Asia

Japan strengthens defense agreements with US and UK

Japan strengthens defense agreements with US and UK

First modification:

The United States and Japan seek to “modernize” their alliance amid growing concerns about China and tensions over Taiwan and North Korea, as Japanese ministers visit Washington two days before Prime Minister Fumio Kishida’s arrival.

Japan has made it clear that 2023 will mark the start of its rearmament, and so far this year it has dedicated itself to reinforcing and consolidating military pacts with allied countries such as the United States and the United Kingdom.

The defense and foreign ministers of Japan and the United States pledged, Wednesday in Washington, to enhance Japan’s ability to counterattack countries that are preparing to fire missiles at its archipelago.

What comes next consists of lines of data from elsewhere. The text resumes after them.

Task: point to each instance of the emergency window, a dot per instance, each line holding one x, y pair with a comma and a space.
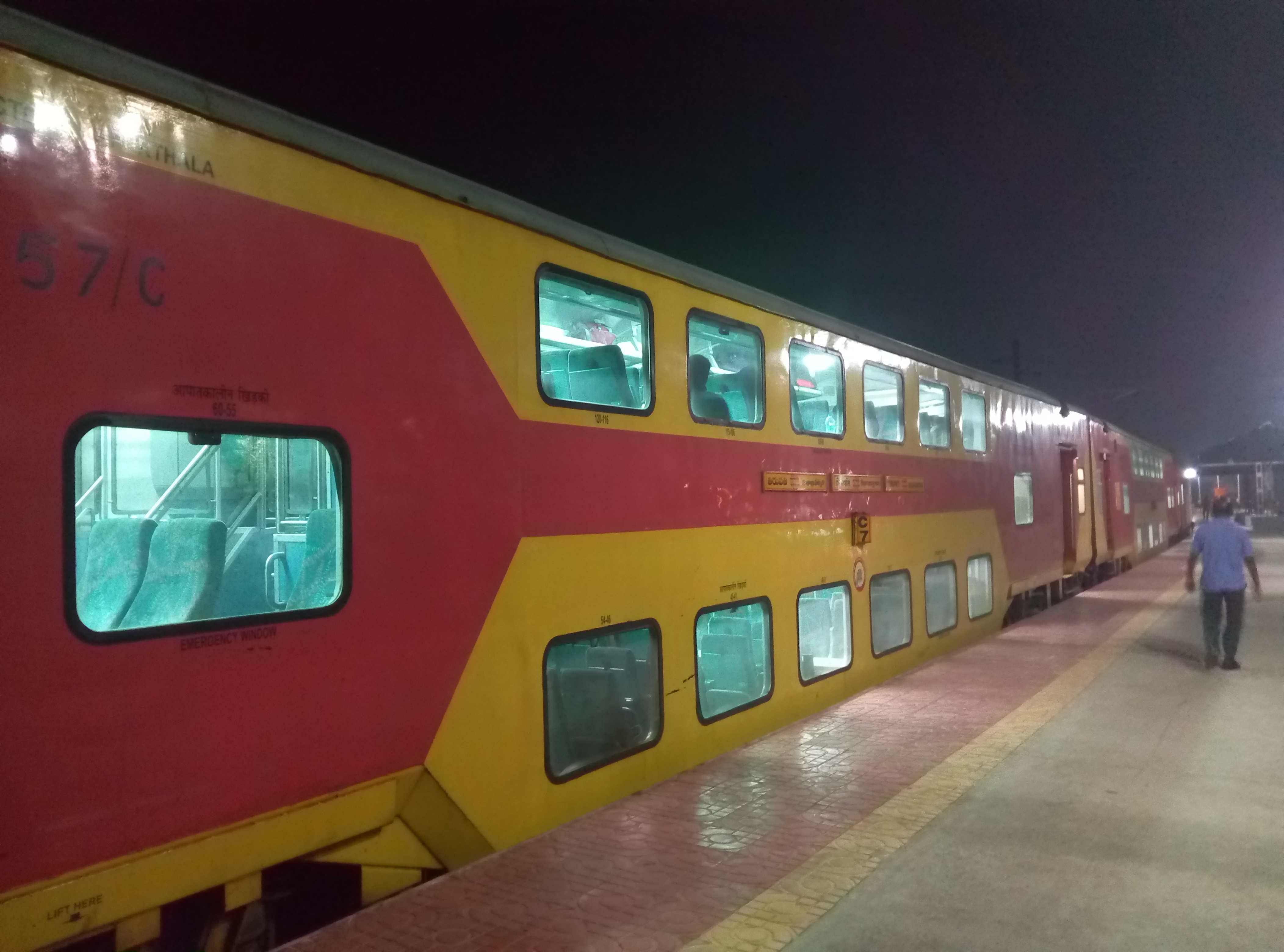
725, 370
974, 422
1023, 499
734, 657
603, 697
825, 631
885, 404
934, 414
890, 620
980, 586
816, 390
595, 344
940, 593
176, 527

The talks are expected to include a repositioning of US forces on the Japanese island of Okinawa – strategically close to Taiwan – which is home to more than half of Washington’s 50,000 troops on the archipelago.

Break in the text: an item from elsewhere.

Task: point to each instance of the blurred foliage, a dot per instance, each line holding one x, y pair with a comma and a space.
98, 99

The agreement, which will also cover the protection of Japanese cyberspace, was announced as part of the preparations for the meeting, tomorrow Friday, in the US capital, between Japanese Prime Minister Fumio Kishida and President Joe Biden.

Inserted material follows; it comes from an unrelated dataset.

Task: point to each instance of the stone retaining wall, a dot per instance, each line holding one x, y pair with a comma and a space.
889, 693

Kishida is touring the G-7 countries, as the next summit of that group will be held in the city of Hiroshima in May of this year.

In Washington, Kishida will arrive after signing an unprecedented military cooperation agreement with his British counterpart, Rishi Sunak.

Tokyo plans to double its defense budget to 2% of Gross Domestic Product in the next five years, spending that would place it third in the world after the United States and China.

The Chinese expansion and the continuous tests of North Korean missiles that fly over Japan are the background of the Japanese rearmament despite the fact that its pacifist Constitution, imposed by the United States after its surrender in World War II, remains in force.